André Gorz - Son Mektup kitabı için internette en çok yapılan aramalardan birisi de Son Mektup PDF linkidir. İnternette ücretli olarak satılan çoğu kitabın PDFleri bulunmaktadır. Ancak bu PDF'leri yasal olmayan yollarla indirmek ve kullanmak hem yasalara hem de ahlaka aykırıdır. Yayın evlerinin sitesinden PDF satılıyorsa indirebilirsiniz.
Kitabın Yazarı André Gorz Kimdir?
Avusturya asıllı bir Yahudi olan Fransız gazeteci/yazar André Gorz, 1923 yılında Viyana’da doğmuştur.
Gorz, Les Temps Modernes dergisinde, Jean Paul Sartre’ın çevresinde oluşan ekibin içinde yer aldıktan sonra, yirmi yıl süreyle Fransa’nın ünlü haftalık dergisi Le Nouvel Observateur’de çalışır. Dergide çıkan araştırma-inceleme yazılarında olduğu gibi, felsefi ve kuramsal eserlerinde de geleceğin gündemini sorgulamaya yönelir. Marksizmi varoluşçu bir yaklaşımla benimsemesi, yabancılaşma ve özgürlük konularına özel bir biçimde eğilmesini sağlar. Hem felsefi çalışmalarında hem de gazetecilik mesleğinde, kapitalizme özgü işbölümünü ve kaynaklarının akıldışı kullanılması yüzünden dünyanın yıkıma doğru gidişini eleştirerek, siyasi ekolojinin önemli düşünürlerinden biri olur. Le Nouvel Observateur’den emekli olduktan sonra köy hayatını seçip son yirmi üç yılını çok bağlı olduğu ve “vazgeçilmez” gördüğü karısıyla birlikte Vosnan’da geçirir; kendisini bütünüyle, giderek ağırlaşan ve tedavisi olmayan bir hastalığa yıllardır cesurca direnen karısına ve kitap yazmaya adar. Karısı Dorine’in iyice dayanılmaz hale gelen acıları, onları özgür iradeleriyle önemli bir seçime yöneltir; hayatta olduğu gibi ölümde de ayrılmama arzusuyla, birlikte ölmeyi seçerek, 24 Eylül 2007’de hayata veda ederler.
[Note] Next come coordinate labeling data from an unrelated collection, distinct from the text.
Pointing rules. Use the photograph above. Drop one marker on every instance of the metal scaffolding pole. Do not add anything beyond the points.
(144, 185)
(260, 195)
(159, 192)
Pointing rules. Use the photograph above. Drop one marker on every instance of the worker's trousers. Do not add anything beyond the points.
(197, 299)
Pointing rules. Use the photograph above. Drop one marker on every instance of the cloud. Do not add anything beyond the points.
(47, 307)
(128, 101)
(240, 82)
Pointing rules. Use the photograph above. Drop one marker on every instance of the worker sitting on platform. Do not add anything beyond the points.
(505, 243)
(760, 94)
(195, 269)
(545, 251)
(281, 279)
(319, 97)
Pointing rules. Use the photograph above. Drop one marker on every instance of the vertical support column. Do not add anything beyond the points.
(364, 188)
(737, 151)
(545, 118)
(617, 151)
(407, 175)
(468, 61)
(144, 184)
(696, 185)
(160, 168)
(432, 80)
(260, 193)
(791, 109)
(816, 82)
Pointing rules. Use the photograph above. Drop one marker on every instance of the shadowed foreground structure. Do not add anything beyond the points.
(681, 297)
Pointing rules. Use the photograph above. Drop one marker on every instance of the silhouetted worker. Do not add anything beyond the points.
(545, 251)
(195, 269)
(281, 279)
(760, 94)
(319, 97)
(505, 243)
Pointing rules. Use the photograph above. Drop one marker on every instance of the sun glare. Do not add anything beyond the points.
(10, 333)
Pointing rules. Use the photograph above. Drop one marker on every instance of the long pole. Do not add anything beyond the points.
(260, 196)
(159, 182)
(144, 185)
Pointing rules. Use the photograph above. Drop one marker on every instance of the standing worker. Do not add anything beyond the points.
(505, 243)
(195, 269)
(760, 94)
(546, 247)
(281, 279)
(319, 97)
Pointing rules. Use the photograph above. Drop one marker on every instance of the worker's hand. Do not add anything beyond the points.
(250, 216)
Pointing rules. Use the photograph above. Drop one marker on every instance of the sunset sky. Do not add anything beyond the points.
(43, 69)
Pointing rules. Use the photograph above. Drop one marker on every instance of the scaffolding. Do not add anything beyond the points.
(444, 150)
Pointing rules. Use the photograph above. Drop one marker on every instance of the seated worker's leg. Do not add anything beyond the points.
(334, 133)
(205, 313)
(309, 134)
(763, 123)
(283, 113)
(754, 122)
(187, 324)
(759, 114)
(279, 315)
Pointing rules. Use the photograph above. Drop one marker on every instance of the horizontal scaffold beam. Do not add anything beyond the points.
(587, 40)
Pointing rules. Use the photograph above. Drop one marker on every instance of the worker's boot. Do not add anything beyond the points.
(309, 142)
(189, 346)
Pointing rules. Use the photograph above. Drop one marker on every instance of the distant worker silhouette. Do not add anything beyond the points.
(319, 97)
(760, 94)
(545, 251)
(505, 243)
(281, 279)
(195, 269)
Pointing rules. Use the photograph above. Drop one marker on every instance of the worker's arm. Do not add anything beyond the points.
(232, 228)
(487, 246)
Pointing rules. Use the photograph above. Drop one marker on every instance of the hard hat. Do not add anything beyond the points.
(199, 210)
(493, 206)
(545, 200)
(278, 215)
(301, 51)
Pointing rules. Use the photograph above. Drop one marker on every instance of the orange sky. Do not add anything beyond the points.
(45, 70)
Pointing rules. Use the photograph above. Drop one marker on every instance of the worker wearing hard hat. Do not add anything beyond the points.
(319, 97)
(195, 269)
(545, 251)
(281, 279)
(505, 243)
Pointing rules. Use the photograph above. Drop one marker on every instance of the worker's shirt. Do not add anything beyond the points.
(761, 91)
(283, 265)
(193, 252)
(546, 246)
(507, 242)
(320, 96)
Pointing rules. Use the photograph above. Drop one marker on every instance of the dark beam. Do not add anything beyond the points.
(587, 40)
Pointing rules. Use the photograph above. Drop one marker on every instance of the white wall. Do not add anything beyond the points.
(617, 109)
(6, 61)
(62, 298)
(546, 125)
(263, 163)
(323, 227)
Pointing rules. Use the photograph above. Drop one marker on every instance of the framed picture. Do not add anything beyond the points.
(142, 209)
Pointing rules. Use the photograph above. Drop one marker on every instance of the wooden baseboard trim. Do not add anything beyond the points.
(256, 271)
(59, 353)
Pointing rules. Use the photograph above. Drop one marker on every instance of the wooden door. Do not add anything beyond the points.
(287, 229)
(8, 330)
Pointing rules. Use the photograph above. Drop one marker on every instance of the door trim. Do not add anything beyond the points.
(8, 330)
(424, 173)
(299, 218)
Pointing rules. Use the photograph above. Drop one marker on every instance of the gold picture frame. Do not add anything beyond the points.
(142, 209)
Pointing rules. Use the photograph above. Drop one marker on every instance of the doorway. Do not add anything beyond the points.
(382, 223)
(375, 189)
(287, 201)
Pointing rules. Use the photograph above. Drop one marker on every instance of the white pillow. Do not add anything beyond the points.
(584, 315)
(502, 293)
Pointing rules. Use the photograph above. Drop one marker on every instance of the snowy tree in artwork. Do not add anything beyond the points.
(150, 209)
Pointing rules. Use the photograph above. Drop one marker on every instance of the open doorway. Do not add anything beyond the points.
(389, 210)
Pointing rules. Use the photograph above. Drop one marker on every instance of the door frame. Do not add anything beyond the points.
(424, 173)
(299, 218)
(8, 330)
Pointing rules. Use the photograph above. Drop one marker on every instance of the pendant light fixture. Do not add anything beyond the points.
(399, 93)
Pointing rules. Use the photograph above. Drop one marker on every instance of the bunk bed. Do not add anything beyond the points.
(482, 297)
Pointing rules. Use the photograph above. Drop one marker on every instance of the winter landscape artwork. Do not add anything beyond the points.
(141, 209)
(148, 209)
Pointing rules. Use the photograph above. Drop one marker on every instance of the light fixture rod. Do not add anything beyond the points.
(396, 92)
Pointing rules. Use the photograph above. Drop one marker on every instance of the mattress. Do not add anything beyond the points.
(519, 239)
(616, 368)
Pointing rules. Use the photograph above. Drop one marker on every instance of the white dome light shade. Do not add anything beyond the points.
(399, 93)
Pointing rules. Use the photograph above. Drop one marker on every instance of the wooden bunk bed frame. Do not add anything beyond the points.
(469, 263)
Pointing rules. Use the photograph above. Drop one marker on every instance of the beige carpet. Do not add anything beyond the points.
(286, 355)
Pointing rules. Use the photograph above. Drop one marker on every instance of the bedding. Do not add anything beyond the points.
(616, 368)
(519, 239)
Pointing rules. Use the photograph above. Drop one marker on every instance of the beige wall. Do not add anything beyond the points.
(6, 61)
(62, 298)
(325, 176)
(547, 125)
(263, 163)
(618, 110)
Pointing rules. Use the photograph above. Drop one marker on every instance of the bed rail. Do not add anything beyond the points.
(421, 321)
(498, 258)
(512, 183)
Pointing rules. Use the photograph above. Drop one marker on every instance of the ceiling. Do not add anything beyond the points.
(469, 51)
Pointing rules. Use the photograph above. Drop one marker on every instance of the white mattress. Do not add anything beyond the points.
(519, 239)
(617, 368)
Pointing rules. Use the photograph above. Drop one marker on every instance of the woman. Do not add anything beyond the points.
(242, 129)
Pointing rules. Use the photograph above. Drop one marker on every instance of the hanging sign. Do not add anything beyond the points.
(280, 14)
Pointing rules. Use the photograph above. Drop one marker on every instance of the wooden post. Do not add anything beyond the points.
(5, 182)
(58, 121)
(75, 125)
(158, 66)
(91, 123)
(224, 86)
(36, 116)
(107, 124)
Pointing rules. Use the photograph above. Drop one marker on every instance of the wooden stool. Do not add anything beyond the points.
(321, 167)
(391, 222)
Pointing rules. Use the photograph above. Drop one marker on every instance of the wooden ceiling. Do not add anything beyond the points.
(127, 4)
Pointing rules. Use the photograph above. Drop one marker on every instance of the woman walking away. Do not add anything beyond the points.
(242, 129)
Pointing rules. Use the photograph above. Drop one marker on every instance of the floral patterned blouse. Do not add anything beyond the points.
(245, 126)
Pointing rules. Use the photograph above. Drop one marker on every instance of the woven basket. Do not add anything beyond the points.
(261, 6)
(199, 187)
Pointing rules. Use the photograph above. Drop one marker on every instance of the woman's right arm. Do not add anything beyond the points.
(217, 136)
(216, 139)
Fransa’da, Herbert Marcuse ve Ivan Illich’in düşüncelerinin tanınıp yaygınlaşmasında önemli bir rol oynayan André Gorz’un başlıca eserleri şunlardır: Le Traître (1957, Jean Paul Sartre’ın Önsözü’yle); La morale de l’histoire (1959); Stratégie ouvrière et néocapitalisme (1964); Le socialisme difficile (1967); Réforme et Révolution (1969); Critique de la division du travail (1973); Critique du capitalisme quotidien (1973); Écologie et Politique (1975); Fondements pour une morale (1977); Écologie et liberté (1977); Adieux au prolétariat (1980) [Elveda Proletarya, Çev. Hülya Tufan, Afa Yayınları, 1986]; Les chemins du paradis (1983) [Cennetin Yolları, Çev. Turhan Ilgaz, Afa Yayınları, 1985]; Métamorphoses du travail-Quête du sens-Critique de la raison économique (1988) [‹ktisadi Aklın Eleştirisi-Çalışmanın Dönüşümleri-Anlam Arayışı, Çev. Işık Ergüden, Ayrıntı Yayınları, 1995]; Capitalisme Socialisme Écologie/Désorientations-Orientations (1991) [Kapitalizm Sosyalizm Ekoloji/Yönelim Bozuklukları-Arayışlar, Çev. Işık Ergüden, Ayrıntı Yayınları, 1993]; Misères du présent, richesse du possible (1997) [Yaşadığımız Sefalet-Kurtuluş Çareleri, Çev. Nilgün Tutal, Ayrıntı Yayınları, 2001]; L’immatérial (2003) ve Lettre à D. Histoire d’un amour (2006).
André Gorz Kitapları - Eserleri
- Son Mektup
- Maddesiz
- Yaşadığımız Sefalet
- İktisadi Aklın Eleştirisi
- Kapitalizm, Sosyalizm, Ekoloji
- Ekolojinin Kızıl Hattı
- Elveda Proletarya
- Cennetin Yolları
André Gorz Alıntıları - Sözleri
- "Hayatı sonraya ertelemek istemiyorum artık." (Son Mektup)
- Her şey metalaşır; kendini satma yaşamın bütün alanlarına yayılır ve her şey parayla ölçülür. (Maddesiz)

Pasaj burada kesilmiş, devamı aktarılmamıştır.